C'est là "le complot effrayant" contre les enfants de l'homme: créer un homme avec une inclination au mal, de sorte que, lorsqu'il y succombe, il renoue avec D.ieu dans un amour plus grand et des ressources restaurées, produites par une vie maintenant en conformité avec la Volonté Divine.
Toutefois, il est sûr qu'on ne peut dire que D.ieu voulait que l'homme pèche: une faute est, par définition, un acte que D.ieu ne veut pas. De plus, si le "plan" de D.ieu était que l'homme pèche, cela soulève la question de savoir ce qui serait arrivé si Adam et Eve n'avaient pas choisi de manger des fruits de l'Arbre de la Connaissance. Le but de D.ieu dans la Création aurait-il été accompli?

Ce que désire D.ieu
Tout comme dans le cas de l'homme d'affaire, il existe deux niveaux de "motivation" derrière l'acte divin de création.
Au niveau manifeste, le monde fut destiné et créé pour accomplir le plan indiqué par la Torah. Ce plan appelle l'existence d'une inclination au mal dans le cœur de l'homme pour que notre adhésion à la volonté divine ait du sens.
Selon les paroles de Maïmonide: “La liberté est donnée à chaque homme: s'il désire suivre le droit chemin et être une personne juste, le choix de le faire est entre ses mains; et s'il désire suivre la voie du mal et devenir un être mauvais, le choix de le faire est entre ses mains… C'est un principe majeur et une base de la Torah et des commandements… Car si D.ieu devait décréter qu'une personne soit bonne ou mauvaise ou s'il existait dans l'essence de l'individu quelque chose qui le force à emprunter telle ou telle voie,… comment D.ieu aurait-Il pu nous commander par Ses Prophètes "fais cela" et "ne fais pas cela"? Quelle place aurait occupé la Torah tout entière? Et selon quelle justice D.ieu aurait-Il puni les méchants et récompensé les bons?”.
Ce plan ne requiert pas l'existence du mal, mais seulement le potentiel de son existence. Il nous est possible de violer la Volonté divine, pour que le fait que nous ne le fassions pas soit pour nous un triomphe moral et une source de plaisir pour D.ieu. Il faut qu'il nous soit possible de ne pas faire le bien pour que nos bonnes actions aient une valeur et un sens. Les risques doivent être présents, ils sont ce qui rend l'aventure valorisante mais le but de tout cela, c'est qu'ils soient évités.
Mais au niveau "subconscient" plus profond, D.ieu complote pour que l'homme succombe à la faute. Ce n'est pas ce qu'Il désire et c'est même une déviance de Sa Volonté expresse. Mais quand cela arrive, cela libère une richesse de possibilités qui sont infiniment plus larges que tout ce que le plan "officiel" aurait pu permettre. Et ce sont ces possibilités se cachant derrière les calculs et les projets officiels qui constituent Sa motivation ultime pour laquelle Il s'est investi dans “l'affaire” de la vie humaine.
Le Coin de la Halacha
Quels sont les droits et les devoirs d’un Cohen ?

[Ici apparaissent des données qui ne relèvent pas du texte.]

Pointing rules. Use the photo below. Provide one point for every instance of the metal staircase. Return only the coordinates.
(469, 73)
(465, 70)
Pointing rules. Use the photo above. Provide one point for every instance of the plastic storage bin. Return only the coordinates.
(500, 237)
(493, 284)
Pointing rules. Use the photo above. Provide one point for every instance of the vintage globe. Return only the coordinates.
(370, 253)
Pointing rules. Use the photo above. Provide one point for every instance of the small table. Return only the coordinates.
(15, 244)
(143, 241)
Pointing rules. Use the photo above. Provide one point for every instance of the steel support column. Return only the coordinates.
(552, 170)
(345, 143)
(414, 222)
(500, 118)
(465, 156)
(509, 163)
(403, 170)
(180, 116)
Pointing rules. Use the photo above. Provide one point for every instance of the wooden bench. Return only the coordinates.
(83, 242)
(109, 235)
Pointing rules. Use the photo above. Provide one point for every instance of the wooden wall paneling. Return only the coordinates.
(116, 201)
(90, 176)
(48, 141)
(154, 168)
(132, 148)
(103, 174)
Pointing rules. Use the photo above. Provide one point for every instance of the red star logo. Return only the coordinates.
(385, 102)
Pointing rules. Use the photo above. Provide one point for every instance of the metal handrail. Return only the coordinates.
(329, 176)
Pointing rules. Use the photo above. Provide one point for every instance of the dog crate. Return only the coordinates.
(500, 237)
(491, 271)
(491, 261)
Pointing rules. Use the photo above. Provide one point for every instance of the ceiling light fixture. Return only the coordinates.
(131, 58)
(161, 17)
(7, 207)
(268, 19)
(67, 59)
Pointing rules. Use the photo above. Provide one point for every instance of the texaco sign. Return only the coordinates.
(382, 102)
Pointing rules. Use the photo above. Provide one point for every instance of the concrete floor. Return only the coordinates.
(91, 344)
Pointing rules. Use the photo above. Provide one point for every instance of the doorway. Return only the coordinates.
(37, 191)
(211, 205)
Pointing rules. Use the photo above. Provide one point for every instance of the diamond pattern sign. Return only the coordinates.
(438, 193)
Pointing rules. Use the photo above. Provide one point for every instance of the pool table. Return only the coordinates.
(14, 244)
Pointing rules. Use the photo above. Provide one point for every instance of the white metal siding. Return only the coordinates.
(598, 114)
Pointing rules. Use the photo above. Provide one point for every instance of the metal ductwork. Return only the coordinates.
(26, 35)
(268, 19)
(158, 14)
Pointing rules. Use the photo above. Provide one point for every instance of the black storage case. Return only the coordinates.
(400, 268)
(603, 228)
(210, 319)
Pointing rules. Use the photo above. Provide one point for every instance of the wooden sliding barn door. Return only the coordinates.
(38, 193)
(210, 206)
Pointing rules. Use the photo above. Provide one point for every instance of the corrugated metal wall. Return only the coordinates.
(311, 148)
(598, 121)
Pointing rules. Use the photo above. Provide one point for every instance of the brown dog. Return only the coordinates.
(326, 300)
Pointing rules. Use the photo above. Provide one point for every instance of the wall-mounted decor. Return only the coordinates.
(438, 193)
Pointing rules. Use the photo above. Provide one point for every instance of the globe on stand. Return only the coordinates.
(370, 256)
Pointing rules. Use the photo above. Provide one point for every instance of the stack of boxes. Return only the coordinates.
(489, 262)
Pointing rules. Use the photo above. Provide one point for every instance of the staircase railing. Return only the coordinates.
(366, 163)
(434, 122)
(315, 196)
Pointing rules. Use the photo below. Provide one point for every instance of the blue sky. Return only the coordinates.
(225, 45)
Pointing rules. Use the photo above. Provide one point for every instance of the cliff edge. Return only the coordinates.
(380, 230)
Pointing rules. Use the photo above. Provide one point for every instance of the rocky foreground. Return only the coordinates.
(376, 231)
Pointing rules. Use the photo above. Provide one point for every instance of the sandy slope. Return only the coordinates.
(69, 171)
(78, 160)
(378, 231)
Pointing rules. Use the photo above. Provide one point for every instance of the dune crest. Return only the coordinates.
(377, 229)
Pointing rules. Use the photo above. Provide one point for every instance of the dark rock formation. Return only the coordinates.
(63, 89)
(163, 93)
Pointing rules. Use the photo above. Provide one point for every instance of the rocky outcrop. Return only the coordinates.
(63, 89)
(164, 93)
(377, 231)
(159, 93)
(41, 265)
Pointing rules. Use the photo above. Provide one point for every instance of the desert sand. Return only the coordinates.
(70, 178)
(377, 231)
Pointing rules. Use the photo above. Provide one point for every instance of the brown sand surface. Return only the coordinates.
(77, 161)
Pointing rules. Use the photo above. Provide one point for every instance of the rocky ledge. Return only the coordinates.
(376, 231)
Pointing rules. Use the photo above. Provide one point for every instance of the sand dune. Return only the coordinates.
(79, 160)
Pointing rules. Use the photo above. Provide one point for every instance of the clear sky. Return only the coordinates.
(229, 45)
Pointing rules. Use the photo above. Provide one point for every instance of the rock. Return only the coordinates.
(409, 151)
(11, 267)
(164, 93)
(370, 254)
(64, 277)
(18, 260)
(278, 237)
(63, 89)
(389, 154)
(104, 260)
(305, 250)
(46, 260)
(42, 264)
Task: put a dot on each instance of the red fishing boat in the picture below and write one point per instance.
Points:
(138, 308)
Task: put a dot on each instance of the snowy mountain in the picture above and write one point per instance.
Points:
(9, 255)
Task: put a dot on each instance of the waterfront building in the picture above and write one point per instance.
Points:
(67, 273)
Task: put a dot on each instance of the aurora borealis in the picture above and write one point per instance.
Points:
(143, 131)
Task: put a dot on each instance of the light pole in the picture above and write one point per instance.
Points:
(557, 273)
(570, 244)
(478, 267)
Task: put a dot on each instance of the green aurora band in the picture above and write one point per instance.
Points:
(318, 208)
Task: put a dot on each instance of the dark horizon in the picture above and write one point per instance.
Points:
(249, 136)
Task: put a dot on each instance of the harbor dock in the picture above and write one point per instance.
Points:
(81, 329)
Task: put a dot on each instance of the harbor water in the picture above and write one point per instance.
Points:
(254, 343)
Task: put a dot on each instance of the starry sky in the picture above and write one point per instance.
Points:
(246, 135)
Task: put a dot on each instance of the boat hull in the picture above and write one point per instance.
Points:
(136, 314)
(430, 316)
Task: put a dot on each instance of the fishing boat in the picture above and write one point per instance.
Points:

Un Cohen est un descendant – par son père – d’Aharon, le frère de Moché, (Moïse). Aharon a été choisi par D.ieu pour procéder au service dans le Temple de Jérusalem. Ce privilège s’accompagne de droits et de devoirs :
- l’interdiction de se rendre impur au contact d’un mort et donc l’interdiction d’entrer dans un cimetière. Cette règle ne concerne évidemment pas l’enterrement des parents, de l’épouse, de frères et de sœurs non mariées.
A cause de cette interdiction, le Cohen devra se renseigner auprès d’une autorité rabbinique compétente avant, par exemple, d’entreprendre des études de médecine et avant de prendre l’avion (qui pourrait transporter des dépouilles).
- l’interdiction d’épouser une femme divorcée ou convertie. (Les enfants issus d’un tel mariage interdit ne seraient plus Cohen).
- le Cohen est appelé en premier pour la lecture de la Torah en public ; c’est aussi lui qui est appelé à prononcer le «Zimoun», l’invitation à réciter le Birkat Hamazone après le repas.
On évite de demander des services à un Cohen qu’on doit respecter et auquel on doit accorder honneur et préséance.
- le Cohen est appelé à bénir l’assistance à la synagogue : en Israël, tous les jours et en dehors d’Israël, les jours de grande fête. Par ailleurs, il est appelé à bénir les mariés sous la ‘Houpa (le dais nuptial).
- le Cohen est celui à qui on rachète (pour cinq pièces de véritable argent) le garçon premier-né d’une famille qui ne compte ni des Cohanim ni des Léviim. Cette cérémonie se déroule au cours d’un repas, quand le bébé a atteint trente jours (ou plus tard, si cela n’a pas été fait à temps). A la fin de la cérémonie, le Cohen bénit l’enfant.
Quand Machia’h viendra, de nombreuses autres lois s’appliqueront au Cohen, en particulier les lois des sacrifices, les lois de la ‘Halla et autres prélèvements agricoles.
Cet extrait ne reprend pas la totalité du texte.